Jimbo Mathus performed at Clinton’s auguration and on the Letterman show. Now, the Mississippi State grad is living, loving and playing music in Taylor, Miss.
TAYLOR—I've seen Bible-wagging Pentecostal Holiness preachers at revival time who couldn't match rock 'n' roller Jimbo Mathus for fire in the belly.
"Music is the original peacemaker, the original desegregation tool! That's what set America on its ear! When you get down to the nitty-gritty about race, music is the pioneer. It worked magic before the government could come in. Good golly, Miss Molly, whole lotta shakin' going on!"
Mathus takes another sip from his can of Busch beer, then pulls back his blond locks. He grins, flashing a gold tooth Dr. Sanchez got him in central Yucatan to replace the original he lost working on a barge in the Mississippi River.

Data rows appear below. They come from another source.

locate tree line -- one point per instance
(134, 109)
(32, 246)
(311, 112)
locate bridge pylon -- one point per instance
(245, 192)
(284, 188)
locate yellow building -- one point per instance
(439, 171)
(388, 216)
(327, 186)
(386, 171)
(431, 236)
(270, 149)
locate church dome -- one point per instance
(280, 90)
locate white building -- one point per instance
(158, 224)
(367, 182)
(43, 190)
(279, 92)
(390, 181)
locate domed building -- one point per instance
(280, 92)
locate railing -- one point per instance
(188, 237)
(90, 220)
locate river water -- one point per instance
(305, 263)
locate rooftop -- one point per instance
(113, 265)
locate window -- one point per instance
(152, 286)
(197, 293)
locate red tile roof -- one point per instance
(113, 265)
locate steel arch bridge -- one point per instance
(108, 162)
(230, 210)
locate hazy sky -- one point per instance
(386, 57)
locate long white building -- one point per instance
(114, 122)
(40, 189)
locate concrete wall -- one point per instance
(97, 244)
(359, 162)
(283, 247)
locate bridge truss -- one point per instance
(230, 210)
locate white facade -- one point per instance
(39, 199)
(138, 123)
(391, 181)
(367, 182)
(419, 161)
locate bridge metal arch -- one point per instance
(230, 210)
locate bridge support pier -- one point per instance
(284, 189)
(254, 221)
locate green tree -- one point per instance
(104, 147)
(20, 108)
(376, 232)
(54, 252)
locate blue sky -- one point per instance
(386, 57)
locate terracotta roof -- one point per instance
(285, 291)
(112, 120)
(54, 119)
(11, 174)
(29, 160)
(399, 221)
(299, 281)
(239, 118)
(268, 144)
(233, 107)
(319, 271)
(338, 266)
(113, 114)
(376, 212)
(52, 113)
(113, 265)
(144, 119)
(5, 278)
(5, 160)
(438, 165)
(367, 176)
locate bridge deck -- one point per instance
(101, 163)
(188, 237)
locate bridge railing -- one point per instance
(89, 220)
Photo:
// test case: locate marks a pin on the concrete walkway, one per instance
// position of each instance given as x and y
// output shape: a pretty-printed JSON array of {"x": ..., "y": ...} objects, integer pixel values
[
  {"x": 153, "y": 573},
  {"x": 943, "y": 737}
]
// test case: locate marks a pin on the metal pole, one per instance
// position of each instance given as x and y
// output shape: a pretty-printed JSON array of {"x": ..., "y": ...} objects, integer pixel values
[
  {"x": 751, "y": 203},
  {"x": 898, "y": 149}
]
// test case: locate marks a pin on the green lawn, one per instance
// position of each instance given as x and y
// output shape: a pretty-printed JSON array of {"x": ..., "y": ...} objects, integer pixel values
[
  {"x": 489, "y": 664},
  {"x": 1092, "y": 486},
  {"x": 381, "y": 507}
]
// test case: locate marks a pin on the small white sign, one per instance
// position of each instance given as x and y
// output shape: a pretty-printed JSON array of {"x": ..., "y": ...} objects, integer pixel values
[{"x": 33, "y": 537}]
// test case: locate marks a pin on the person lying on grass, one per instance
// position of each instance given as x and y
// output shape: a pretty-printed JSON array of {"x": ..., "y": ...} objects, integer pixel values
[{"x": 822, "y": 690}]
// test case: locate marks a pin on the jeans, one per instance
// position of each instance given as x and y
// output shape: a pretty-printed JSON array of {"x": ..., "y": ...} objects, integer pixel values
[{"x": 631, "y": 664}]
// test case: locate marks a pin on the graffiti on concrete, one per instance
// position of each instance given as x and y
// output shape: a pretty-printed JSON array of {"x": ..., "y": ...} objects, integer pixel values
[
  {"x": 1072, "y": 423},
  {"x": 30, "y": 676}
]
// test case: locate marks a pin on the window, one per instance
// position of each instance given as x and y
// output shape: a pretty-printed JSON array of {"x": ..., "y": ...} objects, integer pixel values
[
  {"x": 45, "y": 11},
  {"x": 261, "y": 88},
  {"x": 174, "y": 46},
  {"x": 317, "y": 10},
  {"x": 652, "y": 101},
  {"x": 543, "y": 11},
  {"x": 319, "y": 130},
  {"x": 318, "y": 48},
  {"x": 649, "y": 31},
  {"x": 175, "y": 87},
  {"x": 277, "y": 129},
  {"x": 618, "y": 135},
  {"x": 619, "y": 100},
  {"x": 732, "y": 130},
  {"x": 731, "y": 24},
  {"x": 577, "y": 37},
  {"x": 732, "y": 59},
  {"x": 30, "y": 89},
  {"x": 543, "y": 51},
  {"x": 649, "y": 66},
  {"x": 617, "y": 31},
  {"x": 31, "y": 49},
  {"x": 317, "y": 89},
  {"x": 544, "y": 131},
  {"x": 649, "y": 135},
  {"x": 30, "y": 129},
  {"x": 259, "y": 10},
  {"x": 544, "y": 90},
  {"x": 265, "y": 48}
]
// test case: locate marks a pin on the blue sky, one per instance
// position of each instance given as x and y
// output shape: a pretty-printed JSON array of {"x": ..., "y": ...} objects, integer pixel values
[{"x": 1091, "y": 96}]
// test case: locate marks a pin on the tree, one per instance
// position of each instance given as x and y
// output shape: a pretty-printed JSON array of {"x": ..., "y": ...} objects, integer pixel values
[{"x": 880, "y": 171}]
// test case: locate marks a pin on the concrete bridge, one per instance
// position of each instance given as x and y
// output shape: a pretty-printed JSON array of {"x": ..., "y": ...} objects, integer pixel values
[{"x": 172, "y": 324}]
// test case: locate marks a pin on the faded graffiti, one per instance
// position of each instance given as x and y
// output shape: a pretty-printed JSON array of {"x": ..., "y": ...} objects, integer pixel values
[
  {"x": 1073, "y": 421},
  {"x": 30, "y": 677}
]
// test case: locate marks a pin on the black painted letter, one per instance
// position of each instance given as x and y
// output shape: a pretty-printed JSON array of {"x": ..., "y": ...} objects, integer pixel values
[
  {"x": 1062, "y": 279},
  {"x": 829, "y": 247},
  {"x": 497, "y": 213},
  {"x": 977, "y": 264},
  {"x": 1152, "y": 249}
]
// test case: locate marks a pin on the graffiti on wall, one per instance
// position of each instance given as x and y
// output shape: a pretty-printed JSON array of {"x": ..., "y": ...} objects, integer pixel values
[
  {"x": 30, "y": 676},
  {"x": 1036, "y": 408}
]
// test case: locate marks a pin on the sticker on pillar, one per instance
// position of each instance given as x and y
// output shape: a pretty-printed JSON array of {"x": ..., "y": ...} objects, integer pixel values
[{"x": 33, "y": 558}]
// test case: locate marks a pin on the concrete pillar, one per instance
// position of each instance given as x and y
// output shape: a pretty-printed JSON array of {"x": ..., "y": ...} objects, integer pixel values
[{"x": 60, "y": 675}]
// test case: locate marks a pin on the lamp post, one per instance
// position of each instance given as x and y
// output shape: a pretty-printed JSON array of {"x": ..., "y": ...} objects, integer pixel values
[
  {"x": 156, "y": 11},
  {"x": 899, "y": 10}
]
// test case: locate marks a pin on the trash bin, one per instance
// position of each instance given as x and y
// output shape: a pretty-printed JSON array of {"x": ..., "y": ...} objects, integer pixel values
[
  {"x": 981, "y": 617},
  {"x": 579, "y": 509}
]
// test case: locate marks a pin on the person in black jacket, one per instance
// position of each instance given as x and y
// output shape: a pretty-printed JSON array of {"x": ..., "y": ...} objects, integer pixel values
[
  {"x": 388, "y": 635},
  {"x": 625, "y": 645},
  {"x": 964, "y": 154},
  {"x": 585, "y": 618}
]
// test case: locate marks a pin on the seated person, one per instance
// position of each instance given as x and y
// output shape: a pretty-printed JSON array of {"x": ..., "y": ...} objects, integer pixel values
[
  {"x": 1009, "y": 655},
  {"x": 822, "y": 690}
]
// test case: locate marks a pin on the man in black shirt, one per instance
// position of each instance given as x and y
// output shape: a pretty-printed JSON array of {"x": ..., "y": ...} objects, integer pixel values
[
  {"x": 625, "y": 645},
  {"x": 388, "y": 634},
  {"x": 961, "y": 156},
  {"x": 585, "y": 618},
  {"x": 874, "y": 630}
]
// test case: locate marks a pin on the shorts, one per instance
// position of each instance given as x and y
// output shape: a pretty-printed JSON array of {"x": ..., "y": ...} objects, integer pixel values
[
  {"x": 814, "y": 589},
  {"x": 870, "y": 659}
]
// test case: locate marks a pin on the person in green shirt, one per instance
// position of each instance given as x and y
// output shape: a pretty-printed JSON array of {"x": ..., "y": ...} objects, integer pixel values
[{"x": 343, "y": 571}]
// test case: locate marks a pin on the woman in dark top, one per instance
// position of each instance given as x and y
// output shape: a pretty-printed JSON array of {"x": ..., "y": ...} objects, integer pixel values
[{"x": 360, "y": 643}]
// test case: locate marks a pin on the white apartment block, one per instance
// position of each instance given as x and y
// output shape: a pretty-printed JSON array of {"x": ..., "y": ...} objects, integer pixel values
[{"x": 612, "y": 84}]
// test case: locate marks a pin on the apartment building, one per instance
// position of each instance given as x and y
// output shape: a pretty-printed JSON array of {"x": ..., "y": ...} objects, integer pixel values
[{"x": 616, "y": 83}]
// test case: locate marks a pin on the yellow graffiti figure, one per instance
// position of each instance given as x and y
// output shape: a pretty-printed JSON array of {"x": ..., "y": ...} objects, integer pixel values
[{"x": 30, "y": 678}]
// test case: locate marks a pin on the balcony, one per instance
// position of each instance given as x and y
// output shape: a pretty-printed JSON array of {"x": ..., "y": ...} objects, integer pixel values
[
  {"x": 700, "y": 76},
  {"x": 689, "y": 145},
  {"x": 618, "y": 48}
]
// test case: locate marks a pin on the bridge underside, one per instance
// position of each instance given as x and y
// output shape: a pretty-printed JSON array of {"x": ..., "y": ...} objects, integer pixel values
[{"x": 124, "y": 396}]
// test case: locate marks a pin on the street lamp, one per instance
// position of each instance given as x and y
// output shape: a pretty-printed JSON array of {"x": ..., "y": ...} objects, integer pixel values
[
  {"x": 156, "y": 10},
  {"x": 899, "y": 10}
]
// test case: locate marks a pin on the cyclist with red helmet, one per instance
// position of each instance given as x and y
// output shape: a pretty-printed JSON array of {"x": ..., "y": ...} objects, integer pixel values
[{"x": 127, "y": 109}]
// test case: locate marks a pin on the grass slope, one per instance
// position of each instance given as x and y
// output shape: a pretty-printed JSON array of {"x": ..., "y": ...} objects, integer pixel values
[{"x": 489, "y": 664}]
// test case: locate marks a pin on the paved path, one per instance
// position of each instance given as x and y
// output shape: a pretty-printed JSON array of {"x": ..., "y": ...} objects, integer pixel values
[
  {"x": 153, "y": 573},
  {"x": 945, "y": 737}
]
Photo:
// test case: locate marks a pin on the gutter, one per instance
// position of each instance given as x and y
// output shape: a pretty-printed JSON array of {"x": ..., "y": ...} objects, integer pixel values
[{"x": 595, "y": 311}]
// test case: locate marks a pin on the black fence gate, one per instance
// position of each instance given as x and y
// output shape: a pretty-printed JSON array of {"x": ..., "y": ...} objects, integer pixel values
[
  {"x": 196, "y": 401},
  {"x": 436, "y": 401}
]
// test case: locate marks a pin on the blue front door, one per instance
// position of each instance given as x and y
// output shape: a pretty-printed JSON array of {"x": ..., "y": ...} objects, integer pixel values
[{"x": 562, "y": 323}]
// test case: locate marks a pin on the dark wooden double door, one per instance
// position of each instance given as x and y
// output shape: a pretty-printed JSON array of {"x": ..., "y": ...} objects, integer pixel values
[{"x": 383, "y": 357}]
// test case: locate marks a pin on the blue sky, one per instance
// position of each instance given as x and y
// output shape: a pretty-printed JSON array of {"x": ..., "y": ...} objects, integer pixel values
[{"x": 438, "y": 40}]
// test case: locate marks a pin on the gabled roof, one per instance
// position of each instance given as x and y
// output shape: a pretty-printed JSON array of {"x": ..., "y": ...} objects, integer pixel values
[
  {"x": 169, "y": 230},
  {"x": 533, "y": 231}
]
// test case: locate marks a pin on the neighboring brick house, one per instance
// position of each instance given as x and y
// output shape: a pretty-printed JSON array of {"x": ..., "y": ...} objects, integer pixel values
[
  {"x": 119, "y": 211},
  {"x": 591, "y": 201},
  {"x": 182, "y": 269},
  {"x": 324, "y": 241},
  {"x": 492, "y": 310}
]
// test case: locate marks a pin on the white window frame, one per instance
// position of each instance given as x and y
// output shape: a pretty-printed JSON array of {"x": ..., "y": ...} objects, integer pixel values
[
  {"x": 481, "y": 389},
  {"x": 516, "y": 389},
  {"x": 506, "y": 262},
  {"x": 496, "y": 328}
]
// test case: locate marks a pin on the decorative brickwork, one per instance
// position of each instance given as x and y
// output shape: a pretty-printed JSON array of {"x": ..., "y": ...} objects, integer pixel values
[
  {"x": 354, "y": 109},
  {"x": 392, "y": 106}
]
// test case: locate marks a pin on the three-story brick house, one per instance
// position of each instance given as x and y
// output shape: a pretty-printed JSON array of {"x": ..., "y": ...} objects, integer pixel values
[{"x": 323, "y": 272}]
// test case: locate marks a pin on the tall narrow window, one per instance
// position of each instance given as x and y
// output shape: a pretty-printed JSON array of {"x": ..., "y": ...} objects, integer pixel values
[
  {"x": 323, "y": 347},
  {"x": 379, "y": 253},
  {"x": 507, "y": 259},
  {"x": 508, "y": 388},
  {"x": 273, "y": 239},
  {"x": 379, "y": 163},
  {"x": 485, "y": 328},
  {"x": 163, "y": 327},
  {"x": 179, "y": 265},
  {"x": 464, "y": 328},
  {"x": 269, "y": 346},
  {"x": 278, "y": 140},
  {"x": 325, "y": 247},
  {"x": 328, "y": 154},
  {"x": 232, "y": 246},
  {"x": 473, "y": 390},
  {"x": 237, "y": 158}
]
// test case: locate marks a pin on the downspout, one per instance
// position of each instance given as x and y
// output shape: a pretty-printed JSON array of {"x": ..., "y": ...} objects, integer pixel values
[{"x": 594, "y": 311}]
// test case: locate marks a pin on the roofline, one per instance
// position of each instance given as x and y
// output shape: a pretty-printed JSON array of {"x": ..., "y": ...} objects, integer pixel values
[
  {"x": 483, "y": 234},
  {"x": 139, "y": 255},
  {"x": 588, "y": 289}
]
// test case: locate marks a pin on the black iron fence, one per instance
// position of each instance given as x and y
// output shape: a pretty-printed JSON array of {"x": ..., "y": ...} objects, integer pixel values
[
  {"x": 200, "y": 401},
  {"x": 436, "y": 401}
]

The Reverend continues his sermon. "It hadn't been that long ago that rock 'n' roll changed the world. That's still the thing. All the blues, gospel, honky tonk, everything leads into rock 'n' roll. You can still blaze a new trail!"
The 47-year-old musician, songwriter and roots-music evangelist says life is good these days. "Dark Night of the Soul," the latest effort by him and his band, the Tri-State Coalition, on Fat Possum Records, has been called by one reviewer "closer to the bone" than any of his earlier eight albums, a "search for redemption" that also can "rejoice like a Saturday-night-into-Sunday-morning-house-rent party."
The music ranges from Old Testament anger in "Burn the Ships" to the dark seduction of "White Angel" and the love rock-ballad that is "Shine like a Diamond." Despite the CD's title and some of its themes, "I'm actually very happy right now," the artist says. "I'm happily married. I love what's going on in my life, the artistic support I'm getting." Gaining some distance from past darkness helped him write about it. "You don't feel so close to it. I've seen the ups and downs of life. On purpose. I didn't want to shield myself from life."
His landmark 2009 CD "Jimmy the Kid" has also just been re-released. This is the one that got my attention. Mathus takes you into lonely hotels, honky tonks for fallen angels, on the run from the law among "the sage and prickly pear" out West, and along a dark highway somewhere in America in search of "a little room to rest." Echoes of Duane Allman, Keith Richards and Webb Pierce are in the air, but the music is still a Jimbo-special, roots-rooted "new trail."
To many, Mathus is still best-known for being co-founder of one of the top alternative bands of the 1990s, the Chapel Hill, N.C.-based Squirrel Nut Zippers, which did hot jazz, gypsy swing, New Orleans marches, and old vaudeville numbers and scored a major hit with the Calypso romp "Hell." The band performed on "The David Letterman Show" and at President Clinton's 1996 inauguration.
Mathus grew up in a music-loving household in Corinth that included a nanny who also happened to be daughter of blues great Charley Patton. "She didn't talk about him a lot. Blues was the devil's music. He was a player in bootleg joints, whorehouses, gambling joints. That was nothing she would ever discuss. It was something not to brag about but to hide.
"Along about '94 it came out she was the child of Charley Patton. At that time, I was of age. She was like family to me. One day I realized, holy-moly, Rosetta is Charley Patton's daughter! It emboldened me in the blues field to pursue it even harder, to learn the guitar parts, every note."
Even before he learned of the Charley Patton connection in his household, he was playing rock 'n' roll. An early effort was a punk band in junior high school named Johnny Vomit and the Dry Heaves. "We made a helluva racket. I was on a mission. I wanted to upset the applecart. I was not playing by the rules," he says.
Mathus considers himself a student of philosophy—he majored in philosophy at Mississippi State University—and he still probes the mysteries of Eastern and Middle Eastern as well as Western thought. The South itself is his greatest study. "I had more than my plateful to know where I'm from.
"It's important to know where you've been to map out where you're going," he says. "Not everybody cares about it. The majority of people could care less, but to me it's important to feel a part of a bigger picture." Amen, preacher.